Les restrictions d’eau s’enchaînent, les canicules aussi, et arroser chaque soir le potager devient vite épuisant. Dans ce contexte, beaucoup de jardiniers cherchent des légumes capables de supporter la chaleur sans s’effondrer au premier oubli d’arrosage.
Parmi les légumes racines, un ancien compagnon des potagers français ressort du lot. Longtemps détrôné par la pomme de terre, il supporte aussi bien les hivers froids que les étés brûlants et se sème très bien en plein cœur de l’été pour une belle récolte automnale. Ce candidat discret, c’est le panais.
Pourquoi le panais résiste bien à la sécheresse au potager
Le panais, légume ancien résistant à la sécheresse, forme une racine longue et puissante qui va chercher l’eau en profondeur, là où d’autres cultures s’arrêtent. Membre de la même famille que la carotte, il a longtemps nourri les campagnes grâce à sa rusticité et à sa capacité à rester en terre plusieurs mois sans s’abîmer.
Une nuance importante existe pourtant : ce légume devient robuste une fois installé, mais sa phase de démarrage reste délicate. La graine, au pouvoir germinatif assez capricieux, met souvent entre 12 et 20 jours à lever. Tant que les jeunes feuilles ne sont pas sorties, le lit de semences ne doit pas sécher. Passé ce cap, le panais supporte beaucoup mieux les épisodes de sécheresse que la plupart des légumes-feuilles.
Comment semer le panais en juillet pour une récolte d’automne
Pour semer le panais en juillet, le choix de la variété aide beaucoup. Les panais ronds hâtifs, à chair fine, conviennent bien aux semis tardifs avec une récolte dès l’automne. Les demi-longs, proches de la carotte, offrent de gros rendements. Les longs traditionnels s’expriment mieux dans les sols profonds. Dans tous les cas, utilisez des graines récentes, car leur faculté de germination baisse vite d’une année sur l’autre.

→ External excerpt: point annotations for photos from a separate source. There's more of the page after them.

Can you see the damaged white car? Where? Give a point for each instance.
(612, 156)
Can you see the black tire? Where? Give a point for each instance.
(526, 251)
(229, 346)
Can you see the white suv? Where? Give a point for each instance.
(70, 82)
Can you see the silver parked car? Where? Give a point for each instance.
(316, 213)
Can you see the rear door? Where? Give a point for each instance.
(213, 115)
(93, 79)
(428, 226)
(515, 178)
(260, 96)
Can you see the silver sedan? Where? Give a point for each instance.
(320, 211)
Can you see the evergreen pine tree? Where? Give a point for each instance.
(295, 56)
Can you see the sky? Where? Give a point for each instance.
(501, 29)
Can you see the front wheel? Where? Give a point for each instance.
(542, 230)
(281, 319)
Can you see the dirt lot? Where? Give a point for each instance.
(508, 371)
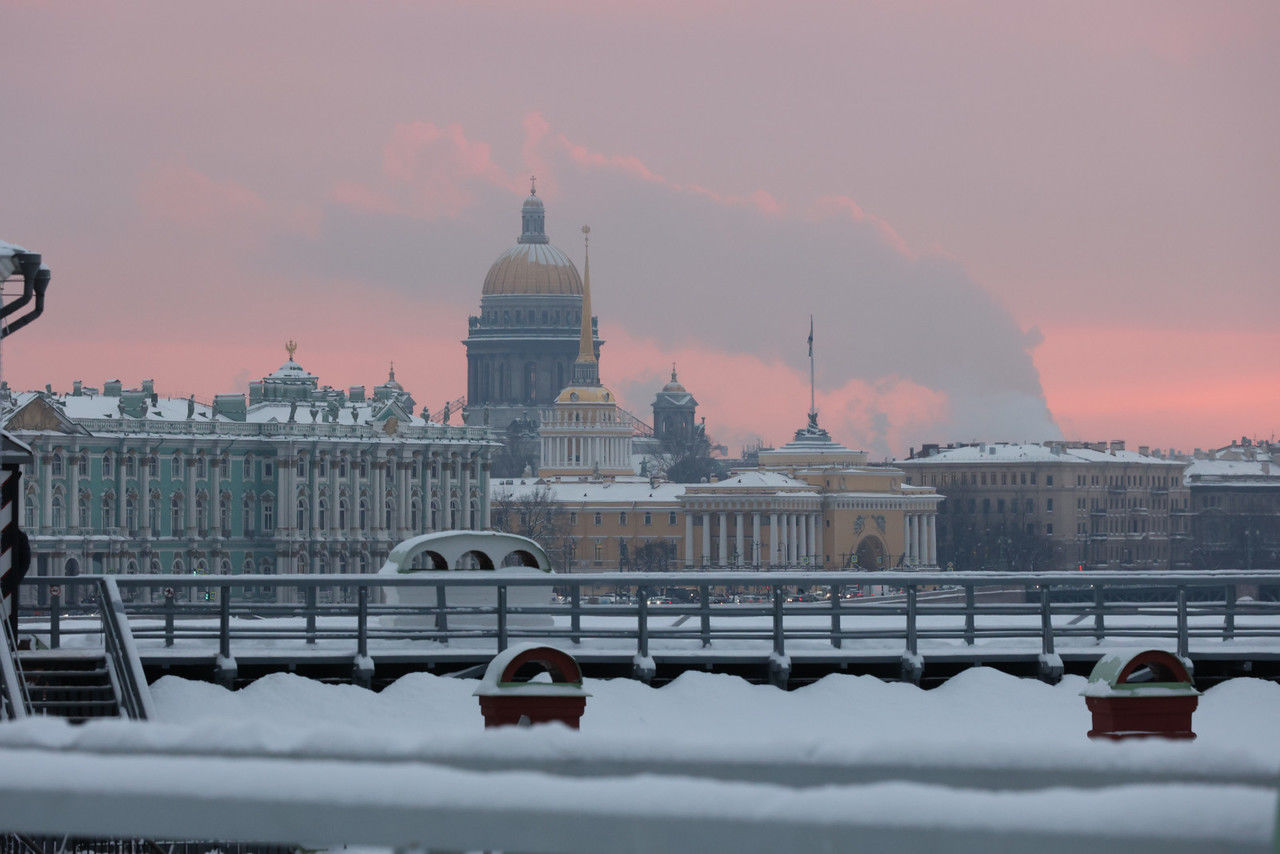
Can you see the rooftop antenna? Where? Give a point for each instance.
(813, 406)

La préparation du sol fait une vraie différence. Ameublissez sur 20 à 25 cm de profondeur et retirez les cailloux pour éviter les racines fourchues. Apportez du compost bien mûr au moins une semaine avant le semis. Tracez ensuite des sillons d’environ 1 cm de profondeur, espacés de 25 à 30 cm. Voici les gestes clés pour réussir ce semis d’été :
- Déposer les graines tous les 2 cm dans le sillon, sans les enfoncer exagérément.
- Recouvrir d’une fine couche de terre ou de sable, juste pour masquer les graines.
- Arroser aussitôt en pluie très fine puis garder le sol humide jusqu’à la levée.
- Installer un voile léger ou un ombrage en cas de forte chaleur pour éviter le dessèchement.
Dès que les premières feuilles apparaissent, éclaircissez pour ne garder qu’un plant tous les 20 à 25 cm. Cet espacement permet de former de belles racines et limite la concurrence pour l’eau.
Arrosage, paillage et récolte du panais résistant à la sécheresse
Une fois ses racines bien descendues, le panais demande peu d’eau. L’objectif est alors de conserver la fraîcheur du sol. Après la levée et l’éclaircissage, étalez 5 cm de paillage : tontes de pelouse bien sèches, paille, feuilles mortes ou bois raméal fragmenté. Ce couvert limite l’évaporation et garde une terre souple. Un binage régulier complète le travail, car un sol légèrement griffé garde mieux l’humidité et freine les mauvaises herbes.
Les arrosages peuvent être espacés mais plus copieux, ciblés au pied ou via des ollas enterrées en cas de sécheresse durable. Le panais reste globalement peu sensible aux maladies et ravageurs, hormis la mouche de la carotte que l’on limite en alternant les rangs avec des poireaux ou des salades. À partir de la fin septembre, quand le feuillage jaunit et que les racines atteignent 15 à 30 cm, la récolte d’automne commence. On peut conserver les racines en cave dans du sable légèrement humide, ou les laisser en terre hors fortes gelées prolongées, pour les cuisiner rôties, en purée ou en velouté tout l’hiver, avec un arrosage estival réduit au minimum.